Se abre la puerta del minibús. Escuchas los gritos de Salva.

—¿Cómo eres tan subnormal de coger un coche? ¿Tú sabes el ruido que hace? ¡Joder! Eres como una bengala diciendo «Aquí está mi culo, venid a morderlo».

Estás convencido de que jamás habías visto a Salva tan furioso. Mueve las manos tan rápido como un actor de teatro. Sabes que está sobreactuando, sabes que está comportándose así porque tiene que marcar el terreno, mear en la roca apropiada, restregarse en el pino más alto, indicarle al hombre que está ahí dentro que este es su barrio y que aquí las cosas son buenas o malas cuando él lo decide.

Es evidente, conducir un vehículo que hace tanto ruido como ese coche ha sido una mala idea. El hombre no dice nada, lo puedes ver desde fuera, a través de los cristales sucios y medio rotos del minibús.

Mira a Salva, pero está pendiente de otra cosa.

Su mano derecha tapa algo en su pierna izquierda.

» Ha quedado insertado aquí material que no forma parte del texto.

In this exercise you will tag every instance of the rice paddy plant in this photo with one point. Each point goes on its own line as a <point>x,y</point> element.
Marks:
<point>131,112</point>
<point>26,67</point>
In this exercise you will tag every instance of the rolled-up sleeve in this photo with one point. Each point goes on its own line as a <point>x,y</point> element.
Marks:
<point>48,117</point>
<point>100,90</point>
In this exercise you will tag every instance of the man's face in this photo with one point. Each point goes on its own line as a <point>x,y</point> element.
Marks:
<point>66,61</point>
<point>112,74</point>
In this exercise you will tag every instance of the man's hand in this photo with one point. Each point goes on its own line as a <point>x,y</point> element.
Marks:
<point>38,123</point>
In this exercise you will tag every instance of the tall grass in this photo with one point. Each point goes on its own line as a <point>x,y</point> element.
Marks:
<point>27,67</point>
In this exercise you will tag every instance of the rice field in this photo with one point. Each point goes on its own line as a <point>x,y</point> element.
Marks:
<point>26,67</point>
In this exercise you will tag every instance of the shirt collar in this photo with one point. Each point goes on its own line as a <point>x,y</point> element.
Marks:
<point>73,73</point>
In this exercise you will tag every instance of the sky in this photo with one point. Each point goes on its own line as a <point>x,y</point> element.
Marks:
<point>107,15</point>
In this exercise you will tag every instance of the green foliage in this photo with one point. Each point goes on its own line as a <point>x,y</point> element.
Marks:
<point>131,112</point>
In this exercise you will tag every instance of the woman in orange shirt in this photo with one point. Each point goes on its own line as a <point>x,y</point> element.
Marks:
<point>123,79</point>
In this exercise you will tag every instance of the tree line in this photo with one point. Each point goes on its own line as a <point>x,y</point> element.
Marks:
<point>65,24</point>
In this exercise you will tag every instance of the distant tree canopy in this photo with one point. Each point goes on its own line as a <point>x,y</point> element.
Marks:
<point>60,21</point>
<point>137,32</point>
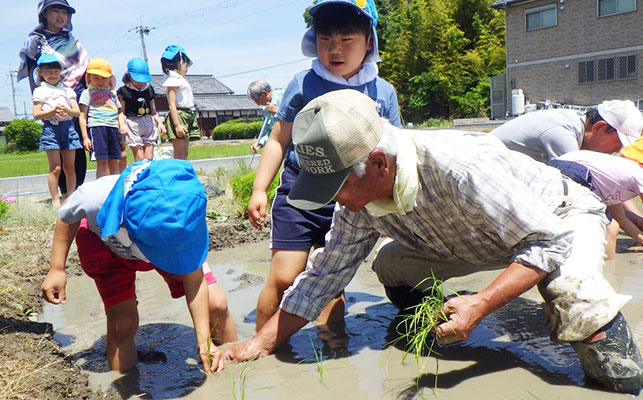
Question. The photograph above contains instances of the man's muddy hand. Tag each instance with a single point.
(245, 351)
(464, 314)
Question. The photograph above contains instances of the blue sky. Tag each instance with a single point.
(222, 37)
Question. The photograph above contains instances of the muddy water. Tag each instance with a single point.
(509, 356)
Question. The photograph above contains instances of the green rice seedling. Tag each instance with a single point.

No aparta los ojos de tu compañero para que este no se fije en la herida.

Salva sigue hablando.

— Bueno, ya está hecho, sal de ahí tenemos que marcharnos. ¿Hay alguien más?

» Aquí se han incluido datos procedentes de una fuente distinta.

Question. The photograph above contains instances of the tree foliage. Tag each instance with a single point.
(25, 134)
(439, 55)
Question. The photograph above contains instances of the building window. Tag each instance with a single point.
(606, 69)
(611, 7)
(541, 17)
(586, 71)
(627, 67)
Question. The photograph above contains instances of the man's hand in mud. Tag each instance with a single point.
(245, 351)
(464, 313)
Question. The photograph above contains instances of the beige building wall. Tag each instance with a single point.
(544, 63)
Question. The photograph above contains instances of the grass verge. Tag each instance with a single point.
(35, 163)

Niega con la cabeza y sale andando a trompicones. Tendrá cuarenta o cincuenta años y está calvo. Va bien abrigado y compruebas como le cuesta apoyar la pierna cada vez que intenta andar. Tiene que sentir pinchazos porque contrae los músculos de la cara de forma irregular. Ves pequeñas marcas de sangre seca en la cara y en la ropa. Está pálido.

—Gracias.

—De nada.

—No sabía dónde iba, no sabía dónde estaba. Aquí se me acabó la gasolina o se me quemó el motor ¡yo que sé! Esos venían siguiéndome y no supe qué hacer. Me quedé ahí esperando. Dios, están todos muertos.

—Todos no, tú estás vivo, eso es suficiente. ¿Cómo te llamas?

—Pedro.

Pedro, bien, un nombre para una persona. Otra persona. Aún quedan supervivientes.